Selama penyusunan, penting untuk mengidentifikasi dan menganalisis dampak dari peraturan yang akan dibuat. Hal ini dapat dilakukan dengan melakukan kajian akademis dan konsultasi publik. Contoh nyata dari proses penyusunan ini adalah RUU Omnibus Law yang melibatkan banyak stakeholder dalam diskusi untuk merumuskan isi peraturan yang komprehensif dan tidak tumpang tindih dengan peraturan yang sudah ada (Kemenko Perekonomian, 2020). 

Dalam penyusunan, teori hukum berperan dalam memberikan kerangka berpikir yang sistematis. Misalnya, teori hukum positif menekankan pentingnya kepatuhan terhadap norma hukum yang berlaku, sedangkan teori hukum progresif mendorong pencarian solusi yang lebih inovatif untuk permasalahan hukum yang ada.
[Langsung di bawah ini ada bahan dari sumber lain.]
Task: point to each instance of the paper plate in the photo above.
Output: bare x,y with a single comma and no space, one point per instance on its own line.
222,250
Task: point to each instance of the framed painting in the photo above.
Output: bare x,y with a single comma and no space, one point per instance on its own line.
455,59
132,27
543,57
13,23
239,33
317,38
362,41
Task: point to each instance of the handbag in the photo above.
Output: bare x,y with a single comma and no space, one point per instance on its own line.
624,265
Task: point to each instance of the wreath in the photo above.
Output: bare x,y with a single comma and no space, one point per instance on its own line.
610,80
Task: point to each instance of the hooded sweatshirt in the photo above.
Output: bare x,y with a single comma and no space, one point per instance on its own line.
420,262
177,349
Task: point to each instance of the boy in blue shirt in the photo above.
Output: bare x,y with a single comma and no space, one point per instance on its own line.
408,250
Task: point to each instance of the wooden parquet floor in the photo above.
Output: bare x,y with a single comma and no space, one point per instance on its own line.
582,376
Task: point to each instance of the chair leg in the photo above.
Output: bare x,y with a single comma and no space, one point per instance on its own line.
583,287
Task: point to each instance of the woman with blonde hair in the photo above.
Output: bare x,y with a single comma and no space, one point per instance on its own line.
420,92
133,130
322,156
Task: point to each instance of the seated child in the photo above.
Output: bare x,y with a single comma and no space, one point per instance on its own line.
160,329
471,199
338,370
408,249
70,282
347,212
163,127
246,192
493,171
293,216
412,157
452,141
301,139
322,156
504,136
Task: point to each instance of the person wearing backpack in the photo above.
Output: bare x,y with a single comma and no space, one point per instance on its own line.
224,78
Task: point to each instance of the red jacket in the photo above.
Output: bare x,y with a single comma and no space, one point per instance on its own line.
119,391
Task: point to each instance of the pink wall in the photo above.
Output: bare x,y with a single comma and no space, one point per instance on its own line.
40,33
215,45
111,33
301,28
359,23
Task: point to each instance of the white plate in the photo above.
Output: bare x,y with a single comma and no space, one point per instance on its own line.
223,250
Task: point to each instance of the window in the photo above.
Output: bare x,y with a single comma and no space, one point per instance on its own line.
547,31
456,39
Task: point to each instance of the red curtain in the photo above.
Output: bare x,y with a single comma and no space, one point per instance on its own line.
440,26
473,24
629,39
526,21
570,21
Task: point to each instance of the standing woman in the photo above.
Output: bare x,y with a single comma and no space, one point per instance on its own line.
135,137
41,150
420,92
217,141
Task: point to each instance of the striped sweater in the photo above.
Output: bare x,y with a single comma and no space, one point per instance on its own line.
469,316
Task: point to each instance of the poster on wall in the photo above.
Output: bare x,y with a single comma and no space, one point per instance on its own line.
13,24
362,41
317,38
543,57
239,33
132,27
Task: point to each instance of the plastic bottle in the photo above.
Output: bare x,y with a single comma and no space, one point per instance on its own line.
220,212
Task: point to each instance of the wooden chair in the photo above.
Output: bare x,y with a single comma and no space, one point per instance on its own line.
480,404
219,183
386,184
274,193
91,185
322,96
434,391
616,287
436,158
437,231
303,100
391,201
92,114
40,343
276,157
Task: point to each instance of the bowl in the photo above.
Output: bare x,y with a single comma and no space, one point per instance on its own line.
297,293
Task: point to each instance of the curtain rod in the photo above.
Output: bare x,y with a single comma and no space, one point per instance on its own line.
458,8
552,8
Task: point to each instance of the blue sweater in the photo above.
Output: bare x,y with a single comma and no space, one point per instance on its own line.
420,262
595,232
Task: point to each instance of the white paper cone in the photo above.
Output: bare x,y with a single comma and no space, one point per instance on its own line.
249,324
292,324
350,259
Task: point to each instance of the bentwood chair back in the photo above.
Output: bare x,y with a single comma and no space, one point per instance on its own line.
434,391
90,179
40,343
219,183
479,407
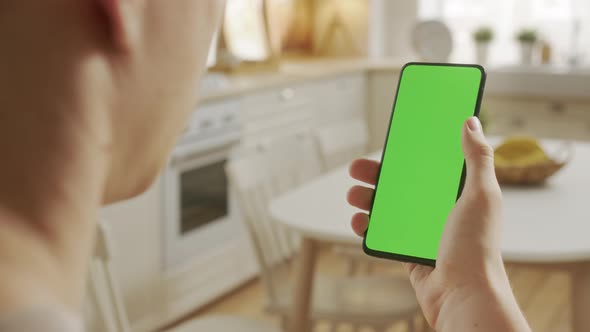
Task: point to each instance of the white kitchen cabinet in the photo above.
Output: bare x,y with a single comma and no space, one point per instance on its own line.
154,296
539,117
382,90
302,105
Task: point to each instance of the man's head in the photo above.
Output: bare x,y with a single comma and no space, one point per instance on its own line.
157,52
123,74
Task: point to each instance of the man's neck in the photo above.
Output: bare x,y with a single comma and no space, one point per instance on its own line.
54,152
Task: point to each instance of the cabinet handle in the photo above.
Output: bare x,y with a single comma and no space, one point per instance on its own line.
518,122
287,94
206,124
228,118
557,107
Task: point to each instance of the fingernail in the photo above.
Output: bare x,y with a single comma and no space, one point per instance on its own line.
473,124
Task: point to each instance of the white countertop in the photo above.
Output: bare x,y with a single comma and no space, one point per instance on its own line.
547,224
509,81
226,85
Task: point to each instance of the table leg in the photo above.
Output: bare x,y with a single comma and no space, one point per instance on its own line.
304,275
580,291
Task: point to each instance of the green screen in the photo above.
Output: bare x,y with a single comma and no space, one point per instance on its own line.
423,161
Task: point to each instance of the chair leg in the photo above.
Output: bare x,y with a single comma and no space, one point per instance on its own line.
412,325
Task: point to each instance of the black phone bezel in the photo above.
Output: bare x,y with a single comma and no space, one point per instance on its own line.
400,257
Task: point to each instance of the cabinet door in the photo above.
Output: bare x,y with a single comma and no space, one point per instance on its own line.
274,113
541,118
339,97
382,90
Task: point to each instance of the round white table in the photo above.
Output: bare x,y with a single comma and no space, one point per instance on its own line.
547,226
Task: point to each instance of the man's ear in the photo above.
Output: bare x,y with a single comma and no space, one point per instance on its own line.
122,22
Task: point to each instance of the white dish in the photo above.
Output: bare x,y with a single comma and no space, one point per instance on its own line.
433,41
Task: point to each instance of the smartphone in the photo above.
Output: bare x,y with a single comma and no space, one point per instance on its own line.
423,166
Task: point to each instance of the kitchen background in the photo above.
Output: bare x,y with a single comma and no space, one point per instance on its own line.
320,76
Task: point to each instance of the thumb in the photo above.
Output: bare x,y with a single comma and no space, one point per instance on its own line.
479,157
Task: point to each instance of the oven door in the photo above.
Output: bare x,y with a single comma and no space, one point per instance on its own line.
199,206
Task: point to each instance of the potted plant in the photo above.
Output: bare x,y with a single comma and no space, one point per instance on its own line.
483,37
527,38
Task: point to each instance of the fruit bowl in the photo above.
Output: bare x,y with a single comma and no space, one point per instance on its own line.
523,161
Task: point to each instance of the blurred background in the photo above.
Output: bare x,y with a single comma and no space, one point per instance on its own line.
249,219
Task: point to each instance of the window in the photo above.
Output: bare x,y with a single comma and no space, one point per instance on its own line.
553,19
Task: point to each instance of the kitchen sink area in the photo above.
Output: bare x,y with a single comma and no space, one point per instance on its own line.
548,81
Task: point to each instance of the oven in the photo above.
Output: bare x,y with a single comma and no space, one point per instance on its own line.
200,210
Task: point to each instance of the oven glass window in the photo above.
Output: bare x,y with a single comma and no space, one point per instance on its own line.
204,196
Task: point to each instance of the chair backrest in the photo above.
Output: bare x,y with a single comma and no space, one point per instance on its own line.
259,176
104,310
341,142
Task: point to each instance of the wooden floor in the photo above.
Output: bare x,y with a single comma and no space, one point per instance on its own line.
544,297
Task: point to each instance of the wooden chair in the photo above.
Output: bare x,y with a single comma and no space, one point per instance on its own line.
104,310
339,144
342,142
371,301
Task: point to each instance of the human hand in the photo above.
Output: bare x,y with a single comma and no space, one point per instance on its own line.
469,287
Oleh karena itu, penyusunan peraturan tidak hanya sekadar merumuskan teks, tetapi juga harus mempertimbangkan nilai-nilai hukum yang lebih luas. 

Proses penyusunan juga harus memperhatikan aspek teknis, seperti bahasa hukum yang jelas dan mudah dipahami. Hal ini penting agar peraturan yang dihasilkan tidak hanya sah secara hukum, tetapi juga dapat diimplementasikan dengan baik di lapangan. Ketidakjelasan dalam redaksi peraturan dapat menyebabkan multitafsir yang berpotensi menimbulkan sengketa hukum. 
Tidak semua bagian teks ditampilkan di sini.